Corresponding Author: Hina Saleem, Department of Plant Breeding and Genetics, University of Agriculture, Faisalabad 38040, Pakistan

Received: May 25, 2022 ;    Revised: July 11, 2022 ;    Accepted: July 14, 2022   

Citation: Saleem H, Sadaqat HA, Razzaq H & Ramazan J. (2022) Sorghum as a Potential Source of Sustainable Bioenergy Crop. J Agric For Meterol Stud, 1(1): 1-6.

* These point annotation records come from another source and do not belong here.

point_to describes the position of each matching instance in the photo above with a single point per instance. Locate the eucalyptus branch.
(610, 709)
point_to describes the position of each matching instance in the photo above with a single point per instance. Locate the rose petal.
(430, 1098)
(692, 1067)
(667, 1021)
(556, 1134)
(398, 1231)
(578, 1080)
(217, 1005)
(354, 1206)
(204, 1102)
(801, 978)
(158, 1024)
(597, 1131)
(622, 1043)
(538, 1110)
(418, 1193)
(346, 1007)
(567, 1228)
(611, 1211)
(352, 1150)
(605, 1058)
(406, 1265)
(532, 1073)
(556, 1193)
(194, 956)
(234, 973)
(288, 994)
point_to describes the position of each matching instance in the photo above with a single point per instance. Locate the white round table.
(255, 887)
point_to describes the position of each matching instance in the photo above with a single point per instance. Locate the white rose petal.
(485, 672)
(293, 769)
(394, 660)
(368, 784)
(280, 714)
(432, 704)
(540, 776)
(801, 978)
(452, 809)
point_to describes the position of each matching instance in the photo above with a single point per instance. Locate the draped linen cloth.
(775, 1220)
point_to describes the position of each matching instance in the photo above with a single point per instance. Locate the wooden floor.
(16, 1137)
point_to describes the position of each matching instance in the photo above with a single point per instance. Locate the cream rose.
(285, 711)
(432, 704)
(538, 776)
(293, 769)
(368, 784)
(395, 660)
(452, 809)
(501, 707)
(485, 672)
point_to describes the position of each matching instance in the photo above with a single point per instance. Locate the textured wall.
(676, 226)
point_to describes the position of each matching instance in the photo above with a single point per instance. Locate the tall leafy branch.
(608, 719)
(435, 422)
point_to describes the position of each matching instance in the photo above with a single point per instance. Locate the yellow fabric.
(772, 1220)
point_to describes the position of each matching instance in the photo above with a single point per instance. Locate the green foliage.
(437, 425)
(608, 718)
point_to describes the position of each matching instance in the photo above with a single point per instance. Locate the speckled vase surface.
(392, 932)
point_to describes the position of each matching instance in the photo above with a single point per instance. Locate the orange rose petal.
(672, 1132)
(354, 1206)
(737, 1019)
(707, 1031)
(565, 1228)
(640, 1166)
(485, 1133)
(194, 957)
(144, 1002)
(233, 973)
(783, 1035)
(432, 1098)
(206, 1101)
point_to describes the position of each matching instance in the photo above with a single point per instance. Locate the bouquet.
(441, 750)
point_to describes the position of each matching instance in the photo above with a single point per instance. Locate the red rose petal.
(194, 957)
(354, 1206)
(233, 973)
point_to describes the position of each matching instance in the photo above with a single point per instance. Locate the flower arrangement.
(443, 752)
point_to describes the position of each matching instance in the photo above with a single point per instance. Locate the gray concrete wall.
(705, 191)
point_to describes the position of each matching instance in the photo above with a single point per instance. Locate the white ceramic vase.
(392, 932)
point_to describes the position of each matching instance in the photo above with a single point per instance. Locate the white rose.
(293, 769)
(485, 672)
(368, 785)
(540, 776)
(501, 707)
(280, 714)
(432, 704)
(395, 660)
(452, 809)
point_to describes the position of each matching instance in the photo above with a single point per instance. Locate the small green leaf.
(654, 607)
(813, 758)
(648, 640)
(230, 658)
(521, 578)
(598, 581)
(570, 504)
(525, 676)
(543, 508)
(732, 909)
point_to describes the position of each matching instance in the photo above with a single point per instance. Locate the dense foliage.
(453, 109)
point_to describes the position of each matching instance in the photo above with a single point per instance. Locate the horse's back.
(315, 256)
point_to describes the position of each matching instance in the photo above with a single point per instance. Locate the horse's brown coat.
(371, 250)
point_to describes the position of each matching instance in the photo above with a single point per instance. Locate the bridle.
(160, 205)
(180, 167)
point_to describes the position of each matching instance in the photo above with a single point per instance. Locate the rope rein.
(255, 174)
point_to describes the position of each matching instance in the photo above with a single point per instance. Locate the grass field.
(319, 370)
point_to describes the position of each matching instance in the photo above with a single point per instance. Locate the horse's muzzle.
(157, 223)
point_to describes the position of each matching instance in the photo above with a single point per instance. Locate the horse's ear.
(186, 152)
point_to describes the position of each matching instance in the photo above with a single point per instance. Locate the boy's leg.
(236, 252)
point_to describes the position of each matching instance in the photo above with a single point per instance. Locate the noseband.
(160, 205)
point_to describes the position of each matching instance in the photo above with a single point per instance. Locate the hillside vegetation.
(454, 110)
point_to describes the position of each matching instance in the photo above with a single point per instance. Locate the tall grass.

Copyrights: ©2022 Saleem H, Sadaqat HA, Razzaq H & Ramazan J. This is an open-access article distributed under the terms of the Creative Commons Attribution License, which permits unrestricted use, distribution, and reproduction in any medium, provided the original author and source are credited.

Share Your Publication :

Views & Citations

307


Global Views

  • Abstract
  • Full Text
  • Images
  • Tables
  • References
  • PDF
  • Supplementary Files

Abstract

Sorghum is a promising crop for biofuel creation. It is a C4 crop with low input requirements. Abundance of sugars in its stalks. Considering this, many studies have been done to create genetic and genomic resources for sorghum. In this paper, we examine different characteristics of sweet sorghum that make it an optimal possibility for biofuel feedstock, and give an outline of variety, benefits accessible for designing sorghum crop for improvement. At long last, the advancement made up until this point, in identification of qualities/quantitative attribute loci (QTLs) significant for agronomic characteristics. Here natural attributes like abiotic strain tolerance, various genetic base, viable seed industry, and sound breeding system make sorghum an ideal candidate for setting up an efficient and low-cost biofuel enterprise. Scientists are exploring methods to exploit forage, and biomass sorghums as climate-smart power crops. In this context, traditional breeding has played a vital function in developing excessive-yielding sorghum cultivars. For biomass sorghum, stem compositional analysis allows display screen low lignin and high polysaccharide types as feedstocks for biofuels. Current tools of phenomics, genomics, proteomics, and genome enhancing are key gamers of designing green bioenergy sorghum.

Keywords: Sorghum, Feedstock, Cultivar, Phenomics, Proteomics

INTRODUCTION

Climate change is a challenging factor that has affected the mankind since past few decades and therefore the constant supply of sustainable energy is the dire need of time. Biomass is potentially the largest contributor for fulfilling the energy demand in a sustainable manner. It has great significance for enhancing the production of electricity, heat and fuels for the transport. If biomass is carefully managed it can supply with:

  • Significant reduction in greenhouse gasses emission.
  • Provides developmental benefits in terms of energy.
  • Reducing the issues of waste disposal.
  • Providing scope for using residues and waste.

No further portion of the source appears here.